The Executive Director of the Institute for Education Studies, formerly VIAM Africa Dr Prince Armah has welcomed government’s decision to extend basic education to the senior high school level.
He said the policy to truncate basic education at the JHS level was a violation of many international conventions including the International Labour Organisation.
By truncating the basic education at the JHS level, Dr Prince Armah argued the country was indirectly saying that school pupils, mostly at age 12-14 were ready for the world of work which should not have been the case.
“ILO laws and International labour and UN Conventions on Child Rights do not permit that people at the age of 15 be allowed to work. So when you finish BECE and you are given certificate, the idea was that it becomes entry point for Senior High School or a termination point for the world of work. Who will employ anybody at the age of 15?” he asked.
Dr Prince Armah was giving his broad assessment of the government’s policy intention on education as captured not only in the budget but in the president’s state of the nation address.
The Finance Minister reiterated the government’s intention to implement the free Senior High School which has been the biggest campaign promise of the NPP since 2008.
Prior to that, the president in his state of the nation address announced plans by government to redefine the use of the BECE and to reduce the number of subjects taught at the basic education level.
Rather than certifying students after basic education, the president said the BECE will only be a competitive vehicle through which the students will select which secondary schools they will attend. The BECE will no longer be the termination point for basic education, the president suggested.
Speaking to Myjoyonline.com, Dr Armah, who has been a firm advocate for the scrapping of the BECE could not hide his joy when he heard about the policy description by government.

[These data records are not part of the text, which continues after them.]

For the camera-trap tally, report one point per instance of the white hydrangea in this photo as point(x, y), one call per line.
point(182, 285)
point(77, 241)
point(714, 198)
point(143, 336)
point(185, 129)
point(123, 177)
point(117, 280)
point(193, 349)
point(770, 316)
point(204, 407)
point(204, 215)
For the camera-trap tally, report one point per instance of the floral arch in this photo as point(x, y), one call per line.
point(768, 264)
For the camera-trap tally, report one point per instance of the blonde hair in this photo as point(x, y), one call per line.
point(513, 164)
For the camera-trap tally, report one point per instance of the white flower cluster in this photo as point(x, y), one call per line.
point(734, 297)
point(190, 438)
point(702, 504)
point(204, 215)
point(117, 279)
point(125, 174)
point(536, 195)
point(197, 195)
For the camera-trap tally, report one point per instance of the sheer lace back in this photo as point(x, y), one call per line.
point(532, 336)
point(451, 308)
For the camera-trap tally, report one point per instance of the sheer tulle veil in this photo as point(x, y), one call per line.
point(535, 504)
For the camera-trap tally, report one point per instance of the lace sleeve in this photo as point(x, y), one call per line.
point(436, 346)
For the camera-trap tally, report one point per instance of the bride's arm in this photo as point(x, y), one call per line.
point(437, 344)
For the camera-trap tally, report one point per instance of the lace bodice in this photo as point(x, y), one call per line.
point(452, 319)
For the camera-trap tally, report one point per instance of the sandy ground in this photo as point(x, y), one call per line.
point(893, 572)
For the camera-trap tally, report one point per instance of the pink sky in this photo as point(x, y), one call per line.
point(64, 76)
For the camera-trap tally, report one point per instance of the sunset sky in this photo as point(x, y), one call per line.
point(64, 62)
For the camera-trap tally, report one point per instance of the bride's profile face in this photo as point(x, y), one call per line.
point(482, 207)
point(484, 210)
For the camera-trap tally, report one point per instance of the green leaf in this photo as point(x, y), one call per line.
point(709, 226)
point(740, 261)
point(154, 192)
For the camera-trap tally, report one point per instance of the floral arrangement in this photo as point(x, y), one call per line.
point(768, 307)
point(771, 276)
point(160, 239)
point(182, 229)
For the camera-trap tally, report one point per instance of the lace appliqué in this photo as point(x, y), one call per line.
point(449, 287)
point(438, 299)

He had since 2014 to 2016 championed this cause and had several discussions with key stakeholders in the educational sector including representatives from the NPP and NDC.
“It is very welcoming to hear government indicate its policy intention to remove the BECE because once you expand basic education to include Senior High School you will have only two strata for education, Basic education and tertiary.
Even though he was happy with the commitment by government to implement the Free SHS policy, he would rather the government targeted beneficiary students rather than a wholesale implementation of the policy to all students at the SHS level.
He said the government has budgeted an amount of Ȼ400,000 million for the implementation of the free SHS, 218 million of which will be taken from the Annual budget funding and Ȼ188 million from other government funding sources.
Whilst he applauded government for increasing the entire budget for education from some 6 billion cedis in 2016 to 8 billion cedis in 2017, he regretted that most of the amount is going to salaries and not into capital expenditure.
He also regretted government’s decision to continue the implementation of the teacher trainee allowance which he reiterated was counter-productive.
He however applauded government’s decision to reduce the number of subjects at the basic level for the pupils.
He argued that going for depth (few subjects, thorough interrogation of the subjects) of the curriculum rather than breadth (many subjects, shallow discussion of the subjects) was a good move by the government.
He did not understand why the pupils at a young age will be bombarded with many subjects.
On a whole, Dr Armah is largely hopeful the 2017 budget statement will address the many challenges in Education.